I salted the fillets and loosely wrapped them in kichen preachment paper and let them sit in the refrigerator for several hours. I dusted the meat side only with cake four and deep fried with skin side up first for 3-4 minutes and turned it over once and fried another minute or so.

Since we have not ever seen or tasted this preparation with scales attached, we were not sure how the skin plus scales would taste, but, surprisingly, it just added nice crunch to the skin and the scales appear to be perfectly edible. Although it tasted OK, we were a bit disappointed that the scales did not open up as shown in Mark's book. As a fried fish with an extra crunchy skin, it is OK especially with squeeze of lime.

Tuesday, March 9, 2010

Minestrone soup ミネストローニ スープ

This is my version of Minestrone soup but it is more like a vegetable stew than soup. When I serve it in a small quantity, it is perfect as one of the small dishes in the Home Izakaya.

You can use any vegetables but these are ones I usually use.
1. onion, 2. garlic, 3. carrot, 4. yellow squash, 5. zucchini, 6. cabbage, 7. canned kidney beans (Other beans such as cannellini beans, navy beans, and chick peas can be also used instead or in addition), 8. canned Italian plum tomatoes. You could also add celery, green beans, peas etc. The vegetables are all cut into small cubes except for garlic which are finely chopped.

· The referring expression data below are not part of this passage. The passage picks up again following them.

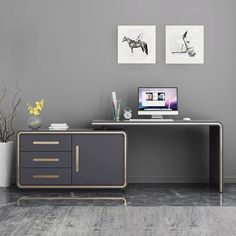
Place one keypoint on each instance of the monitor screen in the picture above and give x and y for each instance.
(158, 99)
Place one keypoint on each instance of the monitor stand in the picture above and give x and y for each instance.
(155, 118)
(160, 118)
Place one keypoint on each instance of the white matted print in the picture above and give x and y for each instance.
(137, 44)
(185, 44)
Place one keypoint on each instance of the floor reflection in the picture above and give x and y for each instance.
(134, 195)
(71, 201)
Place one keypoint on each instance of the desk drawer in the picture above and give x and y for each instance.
(45, 142)
(45, 176)
(45, 159)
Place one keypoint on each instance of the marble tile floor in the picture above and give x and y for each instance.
(141, 209)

I first saute finely sliced and cut salt pork (or pancetta if you have one or bacon). The amount of the vegetables and salt pork is arbitrary. One of the problems of this type of soup is, as you keep adding the ingredients, the soup keeps increasing in volume.  It is difficult to control the final amount (at least for me, I even had to change the pot to a larger sized one during the cooking in the past). If the amount of fat rendered is not enough, add olive oil. I saute onion first, then add garlic, cabbage for 5 minutes or so and add other vegetables. I drain and rinse the canned beans under the running cold water before adding to the pot. I add half of the juice from the canned tomatoes depending on how acidic it is (you may want to add all the juices). Some acidity is good to counter balance with sweetness from the vegetables. I use my usual Swanson no-fat, low-sodium chicken broth to cover the vegetables. I add several bay leaves (do not forget to remove all of them at the end, I make a mental note of how many bay leaves I put in), dried majorum (or oregano), and basil (Do not overdo these herbs). I let it simmer for at least 30 minutes. I adjust seasoning by adding salt (if needed) and black pepper.

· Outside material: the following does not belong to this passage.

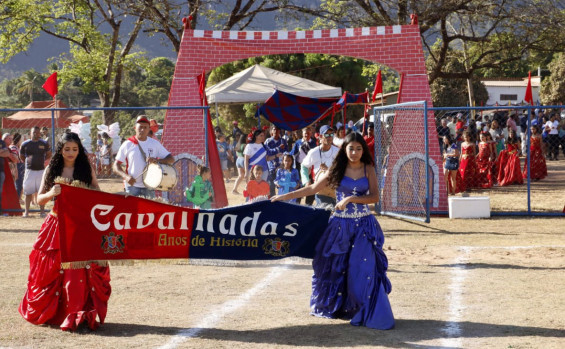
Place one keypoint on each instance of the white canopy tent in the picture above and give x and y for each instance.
(257, 83)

I like to cook the pasta separately rather than in the soup. I add a small amount of olive oil to coat the cooked pasta (to prevent them from sticking to each other) and put it in a sealed container after it is cool. I add it just before serving since pasta keeps absorbing water and will get very soft and soggy after some time in the soup. I suppose one can use any pasta but I happened to have "Rotini". I cook the pasta on al dente side and warm it up with a portion of the soup you are serving.

To serve: Here I used a small Japanese bowl to conform to the Izakaya theme and topped it with grated Parmigiano-Reggiano cheese and chopped chives  (or Italian parsley) and freshly cracked black pepper. Since it is rather like a stew, it will go with any drink but a nice Italian red may be the best match. Depending on the amount of vegetables, soup and pasta you serve, this could be a starter or an ending dish. Perfect for cold snowy days.